Project Titan appears to be moving in a more technology-focused direction
According to one of Gurman and Webb’s sources, bringing on both Dodge and Mansfield is a signal that Apple is moving away from its original plan—building a vehicle—and toward one that puts self-driving software in the spotlight.
Though it doesn’t appear at this point that the company has completely eliminated plans to build its own vehicle, the switch in industry attention to autonomous technology opens up a space for Apple that didn’t necessarily exist before.
The shift in focus might not be a bad thing, either. Project Titan—which, it should be noted, has never been officially confirmed by Apple—has reportedly seen its fair share of problems. In January, Titan boss Steve Zadesky left the company, and the project found itself in the middle or a hiring freeze, according to reports at the time. Meanwhile, The Information recently claimed that the car’s original 2019 ship date had been pushed back to 2021—that is, if a car is even in the works anymore at all.
This isn’t the first time we’ve heard about Apple’s clandestine car operations
Recent reports have pointed to Apple’s increase in R&D spending as a sign it might finally be preparing to unleash some sort of car-related project, and last year, a few cars outfitted with LIDAR and cameras were spotted in New York and California. One of the license plates was registered to Apple, which prompted a wave of cries that finally, here was proof of the car!
As Jalopnik pointed out, however, the cars were more likely part of the Apple Maps operation.
This type of frothy excitement isn’t uncommon. Motor Trend ran a big “exclusive” on the Apple car in April that simply turned out to be a bunch of mockups of what the car might look like. Other evidence put forth has been equally—that is to say extremely—speculative.
Which brings us to an important point: Exciting and impressive rumours are still rumours, and the Apple car is a prime example.
But there is some (slightly more) convincing evidence out there
In May, Apple invested $1 billion in Didi Chuxing, a Chinese ride-hailing service. Tim Cook told Reuters the move was made partially to “learn more about certain segments of the China market.” But crucially, he added that it was also done because “we believe it will deliver a strong return for our invested capital over time as well.” Is the subtext an entry point into the big, buzzy world of transportation? Maybe.
Competitors like Google are already eager to make a dent in the market, and newcomers like Uber, Tesla, and Lyft are all trying to bridge the gap between the technology and automotive industries. It’s coming from the other side, too: Even automobile behemoths like Chrysler are getting in on the action. In January, Cook envisioned a “massive change in the industry” thanks to the rise of self-driving cars. At this stage in the game, if Apple doesn’t get in on the action itself, it doesn’t bode well for the future.

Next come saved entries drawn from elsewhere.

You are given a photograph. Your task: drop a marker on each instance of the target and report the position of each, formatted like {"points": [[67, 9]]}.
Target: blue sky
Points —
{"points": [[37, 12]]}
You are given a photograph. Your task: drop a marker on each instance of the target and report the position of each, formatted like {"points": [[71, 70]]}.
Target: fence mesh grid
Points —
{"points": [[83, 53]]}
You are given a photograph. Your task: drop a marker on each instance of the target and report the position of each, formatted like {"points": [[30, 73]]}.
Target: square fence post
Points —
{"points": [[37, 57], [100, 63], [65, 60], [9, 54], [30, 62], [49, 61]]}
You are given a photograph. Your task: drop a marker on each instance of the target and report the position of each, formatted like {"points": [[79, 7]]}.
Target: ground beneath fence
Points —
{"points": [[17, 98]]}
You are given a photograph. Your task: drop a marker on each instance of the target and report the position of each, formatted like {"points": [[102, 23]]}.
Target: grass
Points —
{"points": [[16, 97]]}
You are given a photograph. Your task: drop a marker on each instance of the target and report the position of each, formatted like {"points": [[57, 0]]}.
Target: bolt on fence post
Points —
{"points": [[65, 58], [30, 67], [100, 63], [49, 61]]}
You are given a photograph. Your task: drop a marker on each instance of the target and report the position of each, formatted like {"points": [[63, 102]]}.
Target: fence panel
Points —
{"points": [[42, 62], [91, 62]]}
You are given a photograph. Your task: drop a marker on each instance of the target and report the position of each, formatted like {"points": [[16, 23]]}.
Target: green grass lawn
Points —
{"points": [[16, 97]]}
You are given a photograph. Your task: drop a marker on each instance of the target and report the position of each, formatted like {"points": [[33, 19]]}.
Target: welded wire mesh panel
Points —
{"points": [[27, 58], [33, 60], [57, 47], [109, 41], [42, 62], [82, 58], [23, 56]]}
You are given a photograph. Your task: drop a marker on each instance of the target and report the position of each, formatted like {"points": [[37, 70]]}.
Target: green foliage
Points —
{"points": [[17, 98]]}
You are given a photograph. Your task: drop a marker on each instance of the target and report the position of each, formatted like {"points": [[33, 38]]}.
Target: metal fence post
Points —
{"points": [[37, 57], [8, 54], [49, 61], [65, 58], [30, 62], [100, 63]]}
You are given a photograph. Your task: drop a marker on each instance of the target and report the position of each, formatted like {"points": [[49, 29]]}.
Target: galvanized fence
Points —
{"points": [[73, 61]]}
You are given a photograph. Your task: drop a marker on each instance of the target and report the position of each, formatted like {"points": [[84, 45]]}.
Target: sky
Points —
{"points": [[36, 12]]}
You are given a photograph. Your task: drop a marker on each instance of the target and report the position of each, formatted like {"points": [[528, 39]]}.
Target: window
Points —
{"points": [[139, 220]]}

Which brings us to our final point: Apple really needs to find a new source of revenue
In April, the company posted its worst quarterly results in 13 years. Buried within that revenue decline was the news that iPhone sales have slowed down—it recorded shipments of roughly 50 million iPhones, versus 61 million last year. The iPhone is Apple’s flagship product, and if sales continue to stagnate, it’s going to need to find a fresher cash cow.
We’ll have to wait and see if the iCar—or whatever the company decides to call its mythical product—ends up filling the void. For now, at least, the rumours are back in full swing.